Corteo esquissa un sourire. Loin d'être parfaite ? C'était peu dire.

"Mes recherches ont été plus fructueuses, je crois. Tout d'abord, je pense avoir découvert le nom, et peut-être l'adresse du propriétaire. Ce serait un certain Willem Van Gaskart. Ce nom, ainsi que les documents que j'ai découverts, me laissent supposer qu'il vient de Hollande, et que l'essentiel des partenaires commerciaux de la boutique sont également de là bas. Apparemment, il ne s'intéresse que très peu à la gestion de son établissement, et laisse la majorité des responsabilités administratives à ce vendeur, ce Colman. Ce furbacchione semble d'ailleurs détourner un joli pourcentage des revenus mensuels à son profit..."

L'Italien marqua une petite pause, le temps de surveiller l'allée.

"Cet endroit est bien fréquenté par un vampire. J'ai repéré son odeur dans l'arrière boutique, ce qui sous entend que ce n'est guère un client, mais bien un employé. Sur les listes que j'ai eu sous les yeux, neuf personnes étaient inscrites. Nous en avons vu sept, toutes humaines. Il reste ce Van Gaskart, ainsi qu'une couturière dont je n'ai pu trouver le nom..."

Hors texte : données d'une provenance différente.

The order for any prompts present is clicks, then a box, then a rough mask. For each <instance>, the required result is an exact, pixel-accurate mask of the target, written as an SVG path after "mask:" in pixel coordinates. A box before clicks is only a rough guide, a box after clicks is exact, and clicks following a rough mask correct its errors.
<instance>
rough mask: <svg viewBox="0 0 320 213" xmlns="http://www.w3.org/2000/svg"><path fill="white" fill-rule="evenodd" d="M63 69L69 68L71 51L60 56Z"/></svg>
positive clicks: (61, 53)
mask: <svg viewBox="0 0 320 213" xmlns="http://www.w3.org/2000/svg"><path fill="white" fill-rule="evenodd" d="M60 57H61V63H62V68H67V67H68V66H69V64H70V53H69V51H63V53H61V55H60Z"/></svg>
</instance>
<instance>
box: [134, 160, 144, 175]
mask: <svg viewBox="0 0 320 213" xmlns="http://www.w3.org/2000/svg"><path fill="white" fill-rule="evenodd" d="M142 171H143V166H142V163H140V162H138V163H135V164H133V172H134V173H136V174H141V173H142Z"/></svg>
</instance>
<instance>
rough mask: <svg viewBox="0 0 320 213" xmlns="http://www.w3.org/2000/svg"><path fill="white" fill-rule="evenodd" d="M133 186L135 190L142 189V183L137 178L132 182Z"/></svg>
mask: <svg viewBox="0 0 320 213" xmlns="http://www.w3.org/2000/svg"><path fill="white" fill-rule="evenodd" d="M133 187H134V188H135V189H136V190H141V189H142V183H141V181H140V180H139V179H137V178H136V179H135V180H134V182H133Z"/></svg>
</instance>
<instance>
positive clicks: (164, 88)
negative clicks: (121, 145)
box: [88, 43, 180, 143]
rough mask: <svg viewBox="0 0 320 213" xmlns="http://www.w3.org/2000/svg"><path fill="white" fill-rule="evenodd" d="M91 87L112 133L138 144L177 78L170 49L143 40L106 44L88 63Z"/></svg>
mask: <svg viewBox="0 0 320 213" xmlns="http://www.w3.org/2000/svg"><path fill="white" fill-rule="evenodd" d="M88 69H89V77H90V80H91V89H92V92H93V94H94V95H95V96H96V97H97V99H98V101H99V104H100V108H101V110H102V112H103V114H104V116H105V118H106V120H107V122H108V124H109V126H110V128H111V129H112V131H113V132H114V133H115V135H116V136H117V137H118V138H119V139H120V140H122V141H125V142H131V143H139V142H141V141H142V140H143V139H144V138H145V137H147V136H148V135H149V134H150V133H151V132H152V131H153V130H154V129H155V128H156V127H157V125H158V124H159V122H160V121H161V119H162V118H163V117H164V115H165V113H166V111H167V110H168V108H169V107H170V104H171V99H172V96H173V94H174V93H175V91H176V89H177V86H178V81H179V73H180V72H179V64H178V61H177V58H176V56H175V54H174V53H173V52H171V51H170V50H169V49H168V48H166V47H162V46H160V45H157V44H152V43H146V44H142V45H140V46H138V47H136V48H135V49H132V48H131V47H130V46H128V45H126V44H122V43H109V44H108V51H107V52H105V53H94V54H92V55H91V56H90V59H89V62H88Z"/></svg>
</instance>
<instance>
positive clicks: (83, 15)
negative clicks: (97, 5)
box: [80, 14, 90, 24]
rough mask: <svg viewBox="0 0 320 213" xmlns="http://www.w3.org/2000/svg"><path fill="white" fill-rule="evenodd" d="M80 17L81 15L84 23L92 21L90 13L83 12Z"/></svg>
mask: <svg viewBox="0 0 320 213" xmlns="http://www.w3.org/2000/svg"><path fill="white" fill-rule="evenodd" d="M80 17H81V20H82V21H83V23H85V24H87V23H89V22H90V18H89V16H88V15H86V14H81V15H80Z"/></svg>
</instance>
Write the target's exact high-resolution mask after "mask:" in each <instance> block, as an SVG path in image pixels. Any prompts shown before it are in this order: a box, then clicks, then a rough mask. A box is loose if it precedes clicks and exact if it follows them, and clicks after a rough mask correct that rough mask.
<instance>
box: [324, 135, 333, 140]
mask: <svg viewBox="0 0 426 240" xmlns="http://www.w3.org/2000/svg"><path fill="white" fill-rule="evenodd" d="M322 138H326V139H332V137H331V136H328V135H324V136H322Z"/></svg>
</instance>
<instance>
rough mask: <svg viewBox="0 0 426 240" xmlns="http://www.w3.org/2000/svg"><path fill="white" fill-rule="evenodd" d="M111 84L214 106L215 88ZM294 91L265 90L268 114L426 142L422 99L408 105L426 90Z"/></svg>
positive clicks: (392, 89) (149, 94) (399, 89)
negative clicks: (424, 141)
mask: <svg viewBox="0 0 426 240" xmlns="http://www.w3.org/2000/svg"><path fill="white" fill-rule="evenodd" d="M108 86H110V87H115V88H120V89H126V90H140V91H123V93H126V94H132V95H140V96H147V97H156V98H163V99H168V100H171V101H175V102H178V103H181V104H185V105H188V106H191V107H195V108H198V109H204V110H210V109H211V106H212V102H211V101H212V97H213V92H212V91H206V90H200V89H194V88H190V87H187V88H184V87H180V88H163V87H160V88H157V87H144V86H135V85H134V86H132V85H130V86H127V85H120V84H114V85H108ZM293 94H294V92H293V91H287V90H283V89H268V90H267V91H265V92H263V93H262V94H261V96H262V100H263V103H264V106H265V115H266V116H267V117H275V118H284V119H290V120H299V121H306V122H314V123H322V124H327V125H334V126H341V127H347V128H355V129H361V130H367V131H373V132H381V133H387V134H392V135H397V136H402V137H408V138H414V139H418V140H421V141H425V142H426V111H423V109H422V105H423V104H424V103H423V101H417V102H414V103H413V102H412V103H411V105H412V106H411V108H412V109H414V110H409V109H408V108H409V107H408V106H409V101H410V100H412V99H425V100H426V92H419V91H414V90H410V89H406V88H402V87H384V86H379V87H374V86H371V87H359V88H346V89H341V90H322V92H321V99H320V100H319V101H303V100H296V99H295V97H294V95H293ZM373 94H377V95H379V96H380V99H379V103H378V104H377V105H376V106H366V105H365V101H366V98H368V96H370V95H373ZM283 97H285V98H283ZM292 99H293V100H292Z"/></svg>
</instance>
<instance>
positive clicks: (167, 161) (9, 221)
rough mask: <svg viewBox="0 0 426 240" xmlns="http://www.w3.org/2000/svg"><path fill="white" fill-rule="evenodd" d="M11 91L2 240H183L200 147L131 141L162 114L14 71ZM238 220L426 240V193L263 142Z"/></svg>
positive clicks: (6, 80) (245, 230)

Corteo prit un petit temps pour réfléchir.

"Posséder un commerce de ce niveau et en délaisser la gestion peut supposer un désintérêt des biens matériels et des affaires... ce qui correspondrait assez à un immortel. Néanmoins, ce Van Gaskart est peut-être aussi un simple homme d'affaire, possédant peut-être plusieurs commerces de ce genre et donc forcé de déléguer les responsabilités que cela entraîne à des crapules comme Colman. Mais dans ce cas, je suppose que son nom serait un peu plus connu. Ou bien est-il malade, ou trop vieux pour s'en charger de lui même ? Ma foi, Cara mia, je ne suis que votre garde du corps pour cette affaire, et non l'enquêteur, alors je laisse ses questions à vos soins. En ce qui concerne la septième couturière, je n'ai trouvé d'elle que la mention de son existence. Je n'ai pas eu le temps de fouiller le vestiaire des employées pour en apprendre d'avantage. Ce pourrait aussi bien être elle la vampire."

Il poussa un soupir et s'adossa contre le mur, à côté d'Estelle. Il sortit de sa poche le papier sur lequel il avait noté l'adresse et le tendit à la jeune femme.

"Va bene. Et maintenant, Signora, que fait-on ? Même si vampire il y a, rien ne prouve que c'est lui le coupable de ces meurtres."